"Similar" languages

Leasnam   Tue Feb 02, 2010 10:25 pm GMT
Baldewin, what is the meaning of 'tutoyate'?


<<Who are the most Romanized Germanic people, the English or the Flemish?. >>

Neither, I would ween to say. Romanisation is an eld-old process no longer productive today. English are definitely Nordicised and Normanised, but not really "Romanised" per se. Their contact with Romandom is through sheer bookliness. Pas réel.

Flemish might have a contact that more intimately affects the culture and the leed on a practical, every-day level, but I do not know for sure. I have never been to Flanders (yet :).
PARISIEN   Tue Feb 02, 2010 11:44 pm GMT
<< Baldewin, what is the meaning of 'tutoyate'? >>

-- I think our friend Baldewin wanted to coin an English cognate to French "tutoyer" (= German "duzen"), i.e. using the familiar pronoun "tu" instead of the formal "vous").

Until recently Flanders was an exception in North-Western Europe because of their strong community lifestyle, conservative family values and staunch Roman Catholic faith. It was a sort of Bavaria-by-the-Sea (many Flemish claim a selective affinity to Bavaria BTW), hugely different from both French and Dutch individualism. But this is rapidly changing.
encore   Wed Feb 03, 2010 10:25 am GMT
<<Germanophobia in the Netherlands kind of pisses me off. Especially those who haven't been through WWII have no reason in hating Germans>>
What does have Germany Federal Minister of Health Philipp Rösler or talented soul singer Xavier Naidoo etc.(their native language is German) in common with Second World War or "German soldiers marching their streets"? "Germanophobia" and other "phobias" is serious illness of stupid people.
James   Wed Feb 03, 2010 12:39 pm GMT
Germanphobia is long pass it's sell by date. FFS, especially the Dutch that go on about those evil Germans. Get over it guys, the war is so long ago, and by the way the Dutch weren't saints themselves in their colonial Indonesia.

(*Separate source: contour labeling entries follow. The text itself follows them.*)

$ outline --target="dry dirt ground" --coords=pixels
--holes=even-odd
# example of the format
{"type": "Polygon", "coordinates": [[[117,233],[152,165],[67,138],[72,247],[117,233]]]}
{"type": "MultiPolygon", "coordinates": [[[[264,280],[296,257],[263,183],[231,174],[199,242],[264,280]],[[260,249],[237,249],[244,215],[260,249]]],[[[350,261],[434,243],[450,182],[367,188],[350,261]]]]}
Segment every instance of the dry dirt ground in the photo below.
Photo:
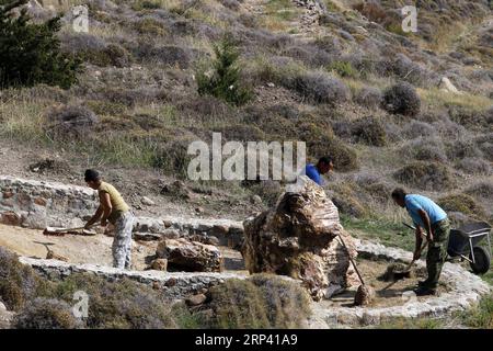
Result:
{"type": "MultiPolygon", "coordinates": [[[[371,286],[375,290],[376,296],[372,299],[370,307],[389,307],[399,306],[409,301],[405,293],[411,292],[416,287],[417,281],[426,278],[425,270],[412,270],[411,278],[399,280],[387,290],[383,290],[391,281],[385,281],[380,276],[386,272],[389,267],[389,262],[386,261],[372,261],[366,259],[358,259],[358,269],[362,272],[363,279],[366,285],[371,286]]],[[[353,306],[354,296],[357,286],[354,286],[346,292],[334,296],[329,301],[321,302],[325,306],[340,306],[351,307],[353,306]]],[[[438,287],[438,293],[447,291],[446,285],[438,287]]],[[[425,299],[426,297],[417,297],[417,299],[425,299]]]]}
{"type": "MultiPolygon", "coordinates": [[[[99,234],[95,236],[66,235],[64,237],[45,236],[42,230],[25,229],[13,226],[0,225],[0,247],[5,247],[21,256],[46,258],[47,250],[43,244],[51,244],[50,249],[59,256],[68,259],[70,263],[94,263],[111,265],[112,237],[99,234]]],[[[157,241],[135,241],[133,249],[134,270],[145,270],[149,259],[153,257],[157,241]]],[[[248,274],[244,262],[239,251],[220,247],[225,257],[226,271],[248,274]]],[[[380,276],[386,272],[389,262],[358,259],[365,283],[376,291],[376,298],[371,303],[374,307],[402,305],[405,302],[403,293],[412,291],[419,280],[423,280],[425,272],[414,271],[410,279],[398,281],[390,288],[382,291],[389,282],[380,276]]],[[[336,295],[330,301],[321,302],[329,306],[352,306],[357,286],[336,295]]],[[[439,291],[446,291],[447,286],[440,286],[439,291]]]]}
{"type": "Polygon", "coordinates": [[[211,189],[210,192],[203,193],[194,192],[192,189],[194,183],[186,184],[192,199],[184,200],[165,195],[161,193],[163,186],[173,183],[174,179],[158,170],[99,165],[89,160],[84,155],[73,155],[65,150],[54,152],[54,150],[39,146],[0,140],[0,174],[2,176],[85,186],[83,172],[88,168],[100,170],[104,179],[123,193],[138,216],[156,217],[165,214],[177,217],[243,220],[264,208],[262,204],[252,204],[250,201],[238,199],[227,189],[211,189]],[[58,160],[66,166],[58,166],[55,170],[44,172],[34,172],[30,169],[30,166],[45,159],[58,160]],[[142,205],[142,196],[151,199],[154,205],[142,205]]]}
{"type": "MultiPolygon", "coordinates": [[[[56,254],[68,259],[69,263],[94,263],[112,265],[113,238],[103,234],[95,236],[65,235],[46,236],[43,230],[26,229],[0,224],[0,247],[20,256],[46,258],[48,245],[56,254]]],[[[133,269],[145,270],[153,258],[158,241],[134,241],[133,269]]],[[[227,271],[244,268],[241,253],[227,247],[219,247],[225,257],[227,271]]]]}

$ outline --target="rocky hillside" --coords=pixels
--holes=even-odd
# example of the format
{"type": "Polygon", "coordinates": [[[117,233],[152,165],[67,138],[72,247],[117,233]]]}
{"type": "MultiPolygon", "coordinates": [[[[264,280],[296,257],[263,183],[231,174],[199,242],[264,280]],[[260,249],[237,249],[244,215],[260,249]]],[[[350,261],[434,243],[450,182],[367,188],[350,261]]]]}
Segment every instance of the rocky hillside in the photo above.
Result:
{"type": "Polygon", "coordinates": [[[221,132],[332,155],[326,190],[347,216],[399,219],[388,194],[400,184],[457,220],[493,220],[489,1],[417,1],[419,31],[404,33],[400,9],[412,2],[33,0],[33,21],[64,11],[62,49],[83,70],[69,90],[0,91],[0,171],[80,182],[98,167],[137,208],[150,195],[169,211],[242,219],[282,184],[186,180],[188,143],[221,132]],[[88,33],[73,31],[73,4],[88,5],[88,33]],[[240,106],[197,92],[225,34],[253,89],[240,106]],[[55,159],[44,173],[28,169],[41,154],[55,159]]]}

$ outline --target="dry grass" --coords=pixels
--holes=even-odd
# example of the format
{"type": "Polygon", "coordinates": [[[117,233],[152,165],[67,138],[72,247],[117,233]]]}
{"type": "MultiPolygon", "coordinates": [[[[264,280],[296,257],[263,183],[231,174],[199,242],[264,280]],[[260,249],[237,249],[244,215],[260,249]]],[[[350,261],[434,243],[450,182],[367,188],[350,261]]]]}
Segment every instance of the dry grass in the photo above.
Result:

Germanphobia is just plain stupid today.
Mustafa   Wed Feb 03, 2010 3:57 pm GMT
German and Turkish are similar. Both have almost the same vowels, both agglutinates very long words and the syllables usually end in consonants.
The Turkish blood is strong in Germany so it is likely the two languages will be even more similar in the future.
Franco   Wed Feb 03, 2010 7:59 pm GMT
Also both the Germans and the Turks have Asian genes . The Hunes invaded Germany in the Middle Ages.
Leasnam   Wed Feb 03, 2010 9:01 pm GMT
<<-- I think our friend Baldewin wanted to coin an English cognate to French "tutoyer" (= German "duzen"), i.e. using the familiar pronoun "tu" instead of the formal "vous"). >>

Ahh, I had a feeling that it might mean this, but I wasn't wis.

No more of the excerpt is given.